I'm interested in optimizing my code for multithreaded computing. In terms of the cache, pipelining, or any other aspects of memory access, how do the following compare for conserving those resources:
Case 1
struct something{
float a;
float b;
int c;
bool d;
};
vector <something> vec(n, something());
for(int q=0; q<n; q++)
{
vec[q].a = expression1;
vec[q].b = expression2;
vec[q].c = expression3;
vec[q].d = expression4;
}
Case 2
struct something{
float a;
float b;
int c;
bool d;
};
vector <something> vec(n, something());
for(int q=0; q<n; q++)
vec[q].a = expression1;
for(int q=0; q<n; q++)
vec[q].b = expression2;
for(int q=0; q<n; q++)
vec[q].c = expression3;
for(int q=0; q<n; q++)
vec[q].d = expression4;
Case 3
vector <float> a(n);
vector <float> b(n);
vector <int> c(n);
vector <bool> d(n);
for(int q=0; q<n; q++)
a[q] = expression1;
for(int q=0; q<n; q++)
b[q] = expression2;
for(int q=0; q<n; q++)
c[q] = expression3;
for(int q=0; q<n; q++)
d[q] = expression4;
Also, are there better ways of approaching the above?
If all the struct fields are different, then case 3 has a huge advantage of possibly being vectorizable while case 1 doesn't.

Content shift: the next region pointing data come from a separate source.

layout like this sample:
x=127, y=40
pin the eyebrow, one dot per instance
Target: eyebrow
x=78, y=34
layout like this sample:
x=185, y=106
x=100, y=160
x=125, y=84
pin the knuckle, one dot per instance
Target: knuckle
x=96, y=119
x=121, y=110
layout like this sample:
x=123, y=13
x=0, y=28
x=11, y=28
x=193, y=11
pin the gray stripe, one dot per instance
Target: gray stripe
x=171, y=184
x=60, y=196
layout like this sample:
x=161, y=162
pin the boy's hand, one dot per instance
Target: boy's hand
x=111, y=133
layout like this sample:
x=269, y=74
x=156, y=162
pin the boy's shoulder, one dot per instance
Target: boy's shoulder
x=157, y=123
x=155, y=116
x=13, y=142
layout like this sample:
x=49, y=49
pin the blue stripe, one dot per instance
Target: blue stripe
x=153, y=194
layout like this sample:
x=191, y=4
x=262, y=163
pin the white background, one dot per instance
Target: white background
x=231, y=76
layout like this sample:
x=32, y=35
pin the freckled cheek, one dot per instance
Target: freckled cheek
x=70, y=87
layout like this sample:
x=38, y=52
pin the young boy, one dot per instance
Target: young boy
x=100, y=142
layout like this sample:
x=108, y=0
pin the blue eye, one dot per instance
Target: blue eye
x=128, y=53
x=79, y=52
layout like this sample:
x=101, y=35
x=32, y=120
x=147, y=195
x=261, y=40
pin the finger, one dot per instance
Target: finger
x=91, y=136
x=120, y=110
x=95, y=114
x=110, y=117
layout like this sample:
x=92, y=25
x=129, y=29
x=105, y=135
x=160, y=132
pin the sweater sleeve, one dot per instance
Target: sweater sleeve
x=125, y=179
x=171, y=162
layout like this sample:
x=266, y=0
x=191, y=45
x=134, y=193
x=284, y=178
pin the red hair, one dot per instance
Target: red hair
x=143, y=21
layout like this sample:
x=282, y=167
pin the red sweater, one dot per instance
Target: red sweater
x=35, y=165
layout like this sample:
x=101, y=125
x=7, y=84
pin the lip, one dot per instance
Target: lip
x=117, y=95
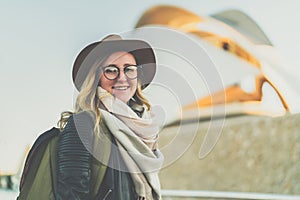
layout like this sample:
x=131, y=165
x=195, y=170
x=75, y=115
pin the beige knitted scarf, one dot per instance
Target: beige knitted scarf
x=136, y=139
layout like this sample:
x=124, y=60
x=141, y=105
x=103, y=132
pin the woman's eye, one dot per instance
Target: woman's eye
x=111, y=70
x=130, y=69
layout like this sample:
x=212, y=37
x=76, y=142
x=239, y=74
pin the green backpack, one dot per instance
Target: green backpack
x=39, y=174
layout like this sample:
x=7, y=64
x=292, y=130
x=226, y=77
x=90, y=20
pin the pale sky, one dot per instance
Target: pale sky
x=40, y=40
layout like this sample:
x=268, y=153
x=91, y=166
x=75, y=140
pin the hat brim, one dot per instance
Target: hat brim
x=98, y=52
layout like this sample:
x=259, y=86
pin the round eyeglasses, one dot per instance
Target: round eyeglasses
x=112, y=72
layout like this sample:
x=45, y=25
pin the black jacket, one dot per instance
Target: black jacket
x=74, y=165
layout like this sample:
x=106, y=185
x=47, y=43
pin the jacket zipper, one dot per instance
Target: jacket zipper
x=106, y=195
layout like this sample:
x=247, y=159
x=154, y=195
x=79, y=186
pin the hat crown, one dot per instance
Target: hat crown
x=112, y=37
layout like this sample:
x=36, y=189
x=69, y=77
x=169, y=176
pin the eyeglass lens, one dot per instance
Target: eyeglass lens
x=112, y=72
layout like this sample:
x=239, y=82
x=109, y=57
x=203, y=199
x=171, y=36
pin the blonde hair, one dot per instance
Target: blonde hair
x=88, y=101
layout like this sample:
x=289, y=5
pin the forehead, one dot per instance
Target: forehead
x=120, y=57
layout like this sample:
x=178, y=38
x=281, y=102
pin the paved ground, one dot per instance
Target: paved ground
x=253, y=154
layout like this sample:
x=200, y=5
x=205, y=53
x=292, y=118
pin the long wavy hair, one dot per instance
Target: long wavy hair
x=88, y=101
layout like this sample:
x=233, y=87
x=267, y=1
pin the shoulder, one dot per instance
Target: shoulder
x=81, y=119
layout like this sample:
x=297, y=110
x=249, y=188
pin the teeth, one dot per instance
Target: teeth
x=120, y=87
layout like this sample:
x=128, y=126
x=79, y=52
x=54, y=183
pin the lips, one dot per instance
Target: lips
x=120, y=87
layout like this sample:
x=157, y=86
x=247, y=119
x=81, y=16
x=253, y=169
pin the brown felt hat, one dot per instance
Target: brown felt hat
x=98, y=52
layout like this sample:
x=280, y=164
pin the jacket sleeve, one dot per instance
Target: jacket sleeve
x=73, y=158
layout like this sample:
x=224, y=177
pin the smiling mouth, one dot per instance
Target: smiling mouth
x=120, y=87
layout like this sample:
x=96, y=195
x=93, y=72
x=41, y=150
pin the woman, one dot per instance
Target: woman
x=108, y=146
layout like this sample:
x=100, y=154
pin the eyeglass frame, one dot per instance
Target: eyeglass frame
x=138, y=68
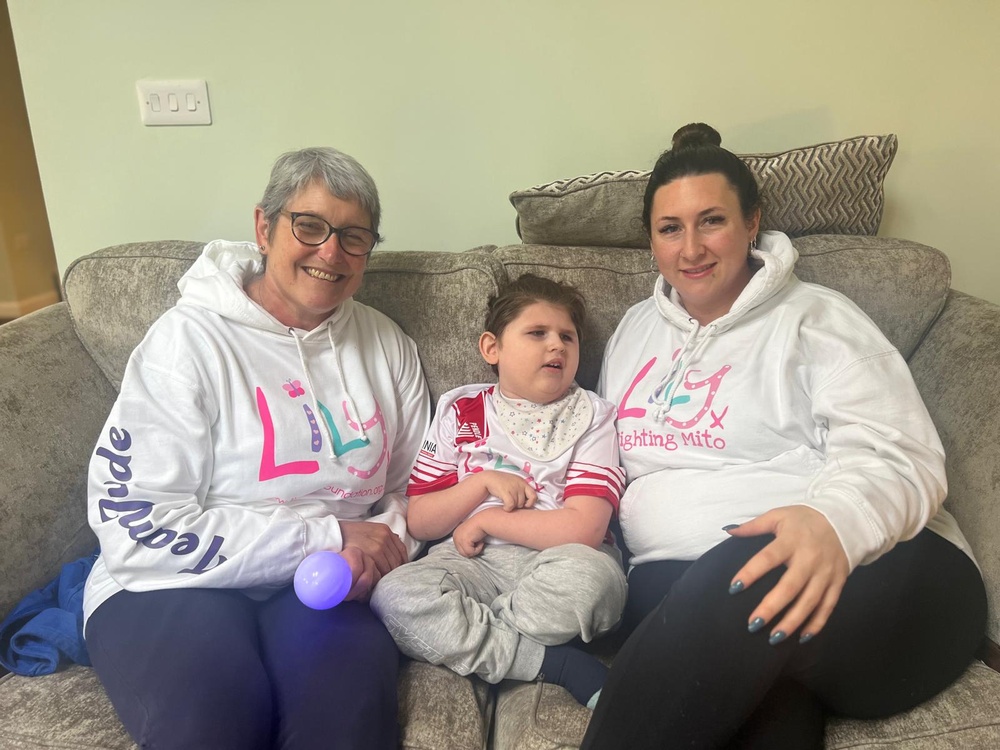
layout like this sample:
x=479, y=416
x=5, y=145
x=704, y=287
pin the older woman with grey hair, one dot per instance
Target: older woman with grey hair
x=265, y=417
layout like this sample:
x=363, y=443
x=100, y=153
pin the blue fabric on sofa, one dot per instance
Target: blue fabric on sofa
x=45, y=630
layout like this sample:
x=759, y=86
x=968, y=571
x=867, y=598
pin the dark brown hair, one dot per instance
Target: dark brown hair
x=526, y=290
x=696, y=149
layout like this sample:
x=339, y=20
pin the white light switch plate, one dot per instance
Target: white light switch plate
x=174, y=102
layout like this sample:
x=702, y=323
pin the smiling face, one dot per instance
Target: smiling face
x=537, y=354
x=700, y=239
x=303, y=284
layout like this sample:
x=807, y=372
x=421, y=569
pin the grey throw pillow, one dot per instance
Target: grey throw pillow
x=829, y=188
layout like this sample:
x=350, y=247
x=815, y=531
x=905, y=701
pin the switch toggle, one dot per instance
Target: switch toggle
x=174, y=102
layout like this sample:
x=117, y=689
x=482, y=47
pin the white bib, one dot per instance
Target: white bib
x=545, y=430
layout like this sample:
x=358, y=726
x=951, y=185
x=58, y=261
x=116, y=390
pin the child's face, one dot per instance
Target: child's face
x=537, y=354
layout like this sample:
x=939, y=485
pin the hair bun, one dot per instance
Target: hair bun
x=696, y=134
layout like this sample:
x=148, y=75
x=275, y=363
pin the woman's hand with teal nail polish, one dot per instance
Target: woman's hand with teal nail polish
x=816, y=568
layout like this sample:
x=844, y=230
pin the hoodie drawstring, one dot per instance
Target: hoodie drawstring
x=352, y=408
x=691, y=349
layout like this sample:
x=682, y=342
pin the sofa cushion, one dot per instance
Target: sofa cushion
x=536, y=716
x=438, y=710
x=611, y=282
x=901, y=285
x=829, y=188
x=53, y=401
x=115, y=294
x=439, y=300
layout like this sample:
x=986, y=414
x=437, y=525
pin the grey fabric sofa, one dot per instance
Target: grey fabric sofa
x=60, y=367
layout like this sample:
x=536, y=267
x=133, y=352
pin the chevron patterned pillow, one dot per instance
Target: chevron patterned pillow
x=829, y=188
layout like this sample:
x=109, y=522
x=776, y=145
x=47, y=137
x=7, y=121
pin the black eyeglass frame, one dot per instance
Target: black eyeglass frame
x=332, y=230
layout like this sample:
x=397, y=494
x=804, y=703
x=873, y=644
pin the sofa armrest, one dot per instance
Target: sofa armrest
x=53, y=402
x=955, y=368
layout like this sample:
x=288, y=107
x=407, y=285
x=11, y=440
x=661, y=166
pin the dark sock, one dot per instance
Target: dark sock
x=578, y=672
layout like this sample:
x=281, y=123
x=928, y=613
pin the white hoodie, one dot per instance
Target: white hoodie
x=793, y=397
x=237, y=443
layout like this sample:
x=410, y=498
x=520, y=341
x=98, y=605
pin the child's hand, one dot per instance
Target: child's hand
x=513, y=491
x=469, y=538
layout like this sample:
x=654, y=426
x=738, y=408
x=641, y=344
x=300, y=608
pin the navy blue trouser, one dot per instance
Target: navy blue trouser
x=206, y=668
x=691, y=676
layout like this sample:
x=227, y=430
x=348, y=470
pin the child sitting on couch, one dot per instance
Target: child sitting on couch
x=524, y=475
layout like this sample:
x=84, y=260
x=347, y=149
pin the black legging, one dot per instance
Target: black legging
x=691, y=676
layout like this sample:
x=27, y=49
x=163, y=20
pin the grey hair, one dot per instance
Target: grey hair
x=341, y=174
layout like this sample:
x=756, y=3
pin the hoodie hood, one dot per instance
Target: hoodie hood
x=217, y=280
x=774, y=257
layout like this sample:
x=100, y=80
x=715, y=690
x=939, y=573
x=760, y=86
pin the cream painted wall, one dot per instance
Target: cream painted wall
x=453, y=104
x=28, y=274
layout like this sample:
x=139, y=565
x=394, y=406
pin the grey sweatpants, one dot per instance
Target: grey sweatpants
x=492, y=615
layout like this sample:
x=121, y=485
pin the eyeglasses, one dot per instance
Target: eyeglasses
x=312, y=230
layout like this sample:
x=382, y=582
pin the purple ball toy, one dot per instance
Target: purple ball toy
x=322, y=580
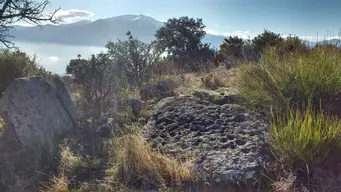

The reason for this is because case 3 is the struct of arrays packing that puts all the same datatypes together sequentially in memory - thereby exposing vectorization.
EDIT :
*Case 3 is potentially even more cache friendly than case 1 because it doesn't need struct-padding - so the data size is smaller.